The first way that averages mislead is that they smooth out exceptions. The longer the amount of time you average across and the more activity you see, the more that an average will hide exceptional activity (well, burry it under a mass of normal activity). You generally can't do very much about the amount of activity, so if you want to spot exceptions using an average you need to look at your 'average' over very short time intervals. Our recent issue was a great example of this. Exceptionally slow disk activity that wasn't really visible in a 60-second average did sometimes jump out in a one-second average. Of course the problem with fast averages is that then you generate a lot of results to go through (and also it's noisy).
It's worth understanding that this is not a problem with averages as such. Since the purpose of averages is to smooth things out, using an average should mean that you don't care about exceptions. If you do care about exceptions you need a different metric. Unfortunately people don't always provide one, which is a problem. The corollary is that if you're designing the statistics that your system will report and you plan to only report averages, you should be really confidant that exceptions either won't happen or won't matter. And you're probably wrong about both parts of that.
(Exceptional activity does affect even a long-term average, but it often doesn't affect it enough for things to be obviously wrong. Instead of saying 'this is crazy', you say 'hmm, things are slower than I was expecting'.)

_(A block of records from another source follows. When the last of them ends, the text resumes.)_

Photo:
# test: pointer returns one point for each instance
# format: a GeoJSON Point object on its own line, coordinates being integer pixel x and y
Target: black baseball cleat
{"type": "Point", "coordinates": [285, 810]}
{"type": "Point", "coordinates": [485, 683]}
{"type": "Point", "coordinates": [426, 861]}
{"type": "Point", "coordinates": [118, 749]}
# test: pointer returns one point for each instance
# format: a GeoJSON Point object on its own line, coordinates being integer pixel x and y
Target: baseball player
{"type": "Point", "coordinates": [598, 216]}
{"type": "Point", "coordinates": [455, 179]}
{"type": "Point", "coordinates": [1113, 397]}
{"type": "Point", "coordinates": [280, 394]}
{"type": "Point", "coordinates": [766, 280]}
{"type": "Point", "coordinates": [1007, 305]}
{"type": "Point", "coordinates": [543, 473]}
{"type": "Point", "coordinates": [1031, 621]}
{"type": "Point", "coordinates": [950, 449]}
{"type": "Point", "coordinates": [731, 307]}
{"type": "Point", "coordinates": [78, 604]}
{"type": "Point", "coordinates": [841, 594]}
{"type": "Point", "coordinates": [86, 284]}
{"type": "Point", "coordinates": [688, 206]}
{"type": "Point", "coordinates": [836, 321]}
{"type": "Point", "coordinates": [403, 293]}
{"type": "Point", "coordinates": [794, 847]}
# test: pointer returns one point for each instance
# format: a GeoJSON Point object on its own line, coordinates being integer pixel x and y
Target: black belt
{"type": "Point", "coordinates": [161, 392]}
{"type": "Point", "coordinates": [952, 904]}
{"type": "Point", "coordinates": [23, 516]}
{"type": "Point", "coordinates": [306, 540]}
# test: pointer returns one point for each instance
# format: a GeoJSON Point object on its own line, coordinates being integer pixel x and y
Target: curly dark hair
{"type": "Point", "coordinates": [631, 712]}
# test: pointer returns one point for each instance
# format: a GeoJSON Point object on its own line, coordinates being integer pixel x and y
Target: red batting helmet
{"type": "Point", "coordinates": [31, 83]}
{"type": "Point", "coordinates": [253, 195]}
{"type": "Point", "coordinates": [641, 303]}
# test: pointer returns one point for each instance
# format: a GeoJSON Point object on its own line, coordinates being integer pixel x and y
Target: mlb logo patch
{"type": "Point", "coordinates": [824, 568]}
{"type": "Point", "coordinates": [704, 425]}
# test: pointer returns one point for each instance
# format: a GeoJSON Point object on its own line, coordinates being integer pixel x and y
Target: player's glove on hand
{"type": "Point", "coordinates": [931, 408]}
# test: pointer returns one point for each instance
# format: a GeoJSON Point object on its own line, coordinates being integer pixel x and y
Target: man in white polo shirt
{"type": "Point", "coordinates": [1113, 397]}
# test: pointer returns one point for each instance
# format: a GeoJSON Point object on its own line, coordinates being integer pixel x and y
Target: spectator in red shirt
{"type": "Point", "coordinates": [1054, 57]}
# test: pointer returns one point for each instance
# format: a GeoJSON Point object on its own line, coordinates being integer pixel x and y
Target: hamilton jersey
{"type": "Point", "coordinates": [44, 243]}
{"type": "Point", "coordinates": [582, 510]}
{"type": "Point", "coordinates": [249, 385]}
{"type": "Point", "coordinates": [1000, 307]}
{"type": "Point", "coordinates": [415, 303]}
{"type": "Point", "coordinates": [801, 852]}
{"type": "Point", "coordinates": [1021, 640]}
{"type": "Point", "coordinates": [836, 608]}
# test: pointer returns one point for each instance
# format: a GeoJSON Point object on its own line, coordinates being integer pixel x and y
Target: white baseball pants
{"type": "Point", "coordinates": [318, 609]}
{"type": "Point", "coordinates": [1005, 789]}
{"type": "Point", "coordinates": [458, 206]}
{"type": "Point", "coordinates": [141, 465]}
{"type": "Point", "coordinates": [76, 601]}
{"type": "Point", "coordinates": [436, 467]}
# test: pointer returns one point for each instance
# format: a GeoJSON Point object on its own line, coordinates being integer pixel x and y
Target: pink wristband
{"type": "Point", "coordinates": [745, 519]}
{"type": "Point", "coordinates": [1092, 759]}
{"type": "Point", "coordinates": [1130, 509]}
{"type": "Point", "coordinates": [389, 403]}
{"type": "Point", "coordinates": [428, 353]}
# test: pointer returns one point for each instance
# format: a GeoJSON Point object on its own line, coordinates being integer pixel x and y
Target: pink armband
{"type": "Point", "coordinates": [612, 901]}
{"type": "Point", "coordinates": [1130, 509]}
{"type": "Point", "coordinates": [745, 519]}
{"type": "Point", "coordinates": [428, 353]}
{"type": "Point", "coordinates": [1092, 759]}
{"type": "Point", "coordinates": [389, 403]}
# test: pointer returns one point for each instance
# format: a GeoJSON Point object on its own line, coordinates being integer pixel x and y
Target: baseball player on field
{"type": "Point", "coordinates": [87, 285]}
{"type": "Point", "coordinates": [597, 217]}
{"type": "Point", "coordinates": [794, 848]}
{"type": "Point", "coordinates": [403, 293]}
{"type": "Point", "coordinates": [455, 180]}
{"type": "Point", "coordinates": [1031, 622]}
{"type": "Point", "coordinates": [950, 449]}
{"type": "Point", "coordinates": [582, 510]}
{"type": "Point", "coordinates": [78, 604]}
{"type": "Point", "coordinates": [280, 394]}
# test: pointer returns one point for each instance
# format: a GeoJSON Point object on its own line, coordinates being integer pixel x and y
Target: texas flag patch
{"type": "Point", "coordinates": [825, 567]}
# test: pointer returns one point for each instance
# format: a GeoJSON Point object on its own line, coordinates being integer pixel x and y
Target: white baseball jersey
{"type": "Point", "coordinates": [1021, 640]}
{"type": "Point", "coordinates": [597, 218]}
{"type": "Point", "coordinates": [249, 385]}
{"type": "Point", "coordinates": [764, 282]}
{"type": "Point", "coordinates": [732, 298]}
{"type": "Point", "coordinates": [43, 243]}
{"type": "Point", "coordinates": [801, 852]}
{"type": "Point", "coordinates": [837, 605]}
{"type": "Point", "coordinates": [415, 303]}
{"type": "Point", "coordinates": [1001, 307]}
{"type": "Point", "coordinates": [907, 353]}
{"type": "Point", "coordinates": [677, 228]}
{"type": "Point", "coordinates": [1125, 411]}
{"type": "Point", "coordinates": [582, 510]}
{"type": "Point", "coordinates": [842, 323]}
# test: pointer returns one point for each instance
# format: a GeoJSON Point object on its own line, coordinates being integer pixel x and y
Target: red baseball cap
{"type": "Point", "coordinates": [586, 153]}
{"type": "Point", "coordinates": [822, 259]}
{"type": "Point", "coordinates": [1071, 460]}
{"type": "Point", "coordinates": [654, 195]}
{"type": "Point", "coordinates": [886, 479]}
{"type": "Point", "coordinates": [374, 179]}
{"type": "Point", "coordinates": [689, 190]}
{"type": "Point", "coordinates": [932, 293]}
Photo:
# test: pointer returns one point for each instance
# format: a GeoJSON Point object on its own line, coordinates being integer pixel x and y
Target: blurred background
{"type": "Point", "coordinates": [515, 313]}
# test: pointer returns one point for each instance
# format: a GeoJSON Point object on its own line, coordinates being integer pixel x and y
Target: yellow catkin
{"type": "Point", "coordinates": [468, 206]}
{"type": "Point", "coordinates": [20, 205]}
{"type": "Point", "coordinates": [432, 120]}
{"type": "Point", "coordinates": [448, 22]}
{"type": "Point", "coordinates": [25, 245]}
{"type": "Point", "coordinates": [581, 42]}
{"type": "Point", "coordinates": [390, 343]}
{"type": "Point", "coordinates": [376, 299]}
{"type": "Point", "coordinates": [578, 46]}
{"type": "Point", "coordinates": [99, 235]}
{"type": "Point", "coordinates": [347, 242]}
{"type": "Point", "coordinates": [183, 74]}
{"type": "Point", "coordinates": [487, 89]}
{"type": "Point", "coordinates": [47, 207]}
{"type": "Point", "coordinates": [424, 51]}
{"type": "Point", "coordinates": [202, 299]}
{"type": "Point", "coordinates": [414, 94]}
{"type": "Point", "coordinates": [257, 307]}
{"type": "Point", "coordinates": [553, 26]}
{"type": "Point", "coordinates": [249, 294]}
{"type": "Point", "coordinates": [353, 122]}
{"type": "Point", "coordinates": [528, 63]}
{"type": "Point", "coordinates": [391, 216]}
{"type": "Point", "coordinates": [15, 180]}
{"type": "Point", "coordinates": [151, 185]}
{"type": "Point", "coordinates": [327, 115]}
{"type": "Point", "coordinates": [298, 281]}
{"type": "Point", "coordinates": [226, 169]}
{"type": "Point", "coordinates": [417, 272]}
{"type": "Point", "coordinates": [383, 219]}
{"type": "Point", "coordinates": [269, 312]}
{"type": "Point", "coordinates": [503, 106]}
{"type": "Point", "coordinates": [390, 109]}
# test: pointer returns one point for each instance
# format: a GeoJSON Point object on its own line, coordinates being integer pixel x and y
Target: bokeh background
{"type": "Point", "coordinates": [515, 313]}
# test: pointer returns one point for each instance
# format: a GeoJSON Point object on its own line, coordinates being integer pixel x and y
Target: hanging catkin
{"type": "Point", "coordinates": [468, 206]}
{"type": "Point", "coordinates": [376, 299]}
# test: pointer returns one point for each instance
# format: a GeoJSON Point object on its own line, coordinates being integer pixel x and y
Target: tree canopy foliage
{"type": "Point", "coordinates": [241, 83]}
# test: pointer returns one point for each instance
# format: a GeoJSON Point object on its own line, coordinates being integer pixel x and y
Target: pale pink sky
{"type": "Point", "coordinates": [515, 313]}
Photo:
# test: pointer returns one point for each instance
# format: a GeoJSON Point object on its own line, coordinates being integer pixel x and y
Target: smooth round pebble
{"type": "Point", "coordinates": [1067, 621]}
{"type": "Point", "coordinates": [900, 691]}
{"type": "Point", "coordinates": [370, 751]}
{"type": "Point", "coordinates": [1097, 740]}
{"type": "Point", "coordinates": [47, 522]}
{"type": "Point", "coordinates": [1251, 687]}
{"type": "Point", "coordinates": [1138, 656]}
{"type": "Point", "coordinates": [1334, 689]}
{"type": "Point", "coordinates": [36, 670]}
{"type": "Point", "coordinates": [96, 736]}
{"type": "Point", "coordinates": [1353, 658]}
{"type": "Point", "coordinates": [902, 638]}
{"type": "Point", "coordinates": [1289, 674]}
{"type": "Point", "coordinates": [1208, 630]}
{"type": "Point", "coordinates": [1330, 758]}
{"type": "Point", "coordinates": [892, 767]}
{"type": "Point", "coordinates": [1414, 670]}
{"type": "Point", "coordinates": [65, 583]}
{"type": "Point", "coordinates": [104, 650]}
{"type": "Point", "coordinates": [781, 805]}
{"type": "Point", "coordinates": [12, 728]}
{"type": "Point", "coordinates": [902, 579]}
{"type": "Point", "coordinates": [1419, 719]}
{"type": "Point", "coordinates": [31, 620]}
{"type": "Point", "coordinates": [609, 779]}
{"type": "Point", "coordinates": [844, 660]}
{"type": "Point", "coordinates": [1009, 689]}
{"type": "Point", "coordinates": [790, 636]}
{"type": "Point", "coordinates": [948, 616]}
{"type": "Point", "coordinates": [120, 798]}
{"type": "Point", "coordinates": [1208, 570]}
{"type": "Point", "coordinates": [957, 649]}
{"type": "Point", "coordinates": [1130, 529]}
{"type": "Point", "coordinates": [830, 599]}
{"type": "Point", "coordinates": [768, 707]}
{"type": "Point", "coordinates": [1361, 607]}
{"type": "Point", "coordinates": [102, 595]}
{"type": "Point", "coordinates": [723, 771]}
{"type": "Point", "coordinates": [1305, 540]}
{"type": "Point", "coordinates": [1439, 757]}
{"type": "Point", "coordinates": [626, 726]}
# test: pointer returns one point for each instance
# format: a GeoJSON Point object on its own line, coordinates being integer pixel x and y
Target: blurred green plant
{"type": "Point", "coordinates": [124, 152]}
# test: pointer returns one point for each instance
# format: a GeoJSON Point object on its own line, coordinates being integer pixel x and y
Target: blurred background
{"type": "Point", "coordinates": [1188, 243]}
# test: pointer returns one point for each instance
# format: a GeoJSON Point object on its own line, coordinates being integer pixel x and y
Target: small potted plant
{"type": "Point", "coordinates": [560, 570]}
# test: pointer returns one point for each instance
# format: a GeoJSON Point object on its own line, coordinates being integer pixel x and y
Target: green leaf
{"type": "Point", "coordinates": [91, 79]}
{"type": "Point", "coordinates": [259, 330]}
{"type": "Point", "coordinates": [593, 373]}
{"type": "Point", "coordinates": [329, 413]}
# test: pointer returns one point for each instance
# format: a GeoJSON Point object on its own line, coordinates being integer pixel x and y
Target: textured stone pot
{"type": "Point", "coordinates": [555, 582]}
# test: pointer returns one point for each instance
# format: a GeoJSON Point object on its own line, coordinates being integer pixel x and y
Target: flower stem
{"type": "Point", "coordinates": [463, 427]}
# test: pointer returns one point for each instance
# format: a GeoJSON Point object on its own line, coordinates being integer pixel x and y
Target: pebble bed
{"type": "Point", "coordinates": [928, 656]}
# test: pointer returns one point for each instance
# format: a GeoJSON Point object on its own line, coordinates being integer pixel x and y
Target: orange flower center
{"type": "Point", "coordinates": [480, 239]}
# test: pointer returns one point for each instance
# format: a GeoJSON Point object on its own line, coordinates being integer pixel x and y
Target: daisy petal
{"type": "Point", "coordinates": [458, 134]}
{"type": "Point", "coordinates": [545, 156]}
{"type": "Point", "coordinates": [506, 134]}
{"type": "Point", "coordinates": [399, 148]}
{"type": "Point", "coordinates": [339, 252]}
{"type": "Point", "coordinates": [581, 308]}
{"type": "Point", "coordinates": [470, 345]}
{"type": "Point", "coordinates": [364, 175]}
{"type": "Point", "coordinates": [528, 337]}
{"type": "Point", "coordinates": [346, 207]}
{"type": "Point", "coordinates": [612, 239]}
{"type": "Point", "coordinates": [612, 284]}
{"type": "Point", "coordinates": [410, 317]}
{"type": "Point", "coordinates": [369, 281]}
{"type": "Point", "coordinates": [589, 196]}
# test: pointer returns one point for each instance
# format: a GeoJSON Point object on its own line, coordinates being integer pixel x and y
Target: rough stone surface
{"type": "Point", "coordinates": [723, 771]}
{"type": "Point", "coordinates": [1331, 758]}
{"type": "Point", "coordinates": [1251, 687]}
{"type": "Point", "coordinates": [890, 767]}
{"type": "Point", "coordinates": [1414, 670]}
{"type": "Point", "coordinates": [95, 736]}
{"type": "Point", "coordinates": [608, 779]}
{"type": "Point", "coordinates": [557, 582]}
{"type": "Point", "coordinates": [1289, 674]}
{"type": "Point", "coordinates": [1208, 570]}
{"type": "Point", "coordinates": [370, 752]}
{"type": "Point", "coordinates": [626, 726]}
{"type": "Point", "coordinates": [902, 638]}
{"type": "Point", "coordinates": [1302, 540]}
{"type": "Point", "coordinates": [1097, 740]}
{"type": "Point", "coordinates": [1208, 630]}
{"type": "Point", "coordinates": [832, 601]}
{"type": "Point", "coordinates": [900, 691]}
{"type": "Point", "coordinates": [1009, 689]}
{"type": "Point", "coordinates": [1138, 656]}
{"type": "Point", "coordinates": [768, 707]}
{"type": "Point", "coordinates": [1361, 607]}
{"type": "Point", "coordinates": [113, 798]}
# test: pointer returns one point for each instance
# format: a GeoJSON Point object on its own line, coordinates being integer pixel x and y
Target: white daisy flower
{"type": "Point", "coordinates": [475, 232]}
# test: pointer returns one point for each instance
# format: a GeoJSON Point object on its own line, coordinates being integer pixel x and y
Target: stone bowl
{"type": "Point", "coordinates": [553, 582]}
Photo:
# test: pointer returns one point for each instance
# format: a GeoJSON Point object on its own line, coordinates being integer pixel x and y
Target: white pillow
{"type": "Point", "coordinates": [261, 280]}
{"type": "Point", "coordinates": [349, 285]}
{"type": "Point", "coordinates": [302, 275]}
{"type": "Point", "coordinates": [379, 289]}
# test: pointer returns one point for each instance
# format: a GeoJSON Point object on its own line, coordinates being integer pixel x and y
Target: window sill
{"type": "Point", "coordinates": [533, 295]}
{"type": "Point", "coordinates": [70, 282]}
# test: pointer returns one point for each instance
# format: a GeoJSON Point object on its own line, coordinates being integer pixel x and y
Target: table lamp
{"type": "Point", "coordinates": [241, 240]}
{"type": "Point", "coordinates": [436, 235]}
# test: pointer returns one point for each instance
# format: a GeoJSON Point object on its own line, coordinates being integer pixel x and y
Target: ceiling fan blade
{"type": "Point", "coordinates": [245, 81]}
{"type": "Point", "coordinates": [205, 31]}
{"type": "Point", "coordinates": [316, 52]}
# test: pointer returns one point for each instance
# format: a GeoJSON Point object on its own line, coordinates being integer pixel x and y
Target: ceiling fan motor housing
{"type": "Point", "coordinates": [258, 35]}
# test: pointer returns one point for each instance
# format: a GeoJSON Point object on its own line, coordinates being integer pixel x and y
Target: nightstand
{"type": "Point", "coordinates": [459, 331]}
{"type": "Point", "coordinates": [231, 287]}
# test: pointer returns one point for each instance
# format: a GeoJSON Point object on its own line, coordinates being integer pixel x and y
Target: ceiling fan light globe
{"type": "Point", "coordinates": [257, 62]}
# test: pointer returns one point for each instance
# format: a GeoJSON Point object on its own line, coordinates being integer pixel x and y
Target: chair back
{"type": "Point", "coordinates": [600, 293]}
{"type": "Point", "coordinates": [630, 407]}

The second way that averages mislead is that they hide the actual distribution of values. The usual assumption with averages is that you have a nice bell-shaped distribution centered around the average, but this is not necessarily the case. All sorts of distributions will give you exactly the same average and they have very different implications for how your system works. A disk IO system with a normal distribution centered on the average value is likely to feel very different from a disk IO system that has, say, two normal distributions superimposed on top of each other, one significantly faster than the average and one significantly slower.
(This is where my ignorance of most of statistics kicks in, because I don't know if there's some simple metrics that will give you a sense of the actual distribution is or if you really need to plot the distribution somehow and take a look at it.)
My illustrated example involved both ways. The so-so looking average was hiding significant exceptions and the exceptions were not random outliers; instead they were part of a distinct distribution. In the end it turned out that what looked like one distribution was in fact two distinct distributions stacked on top of each other, but that's another entry.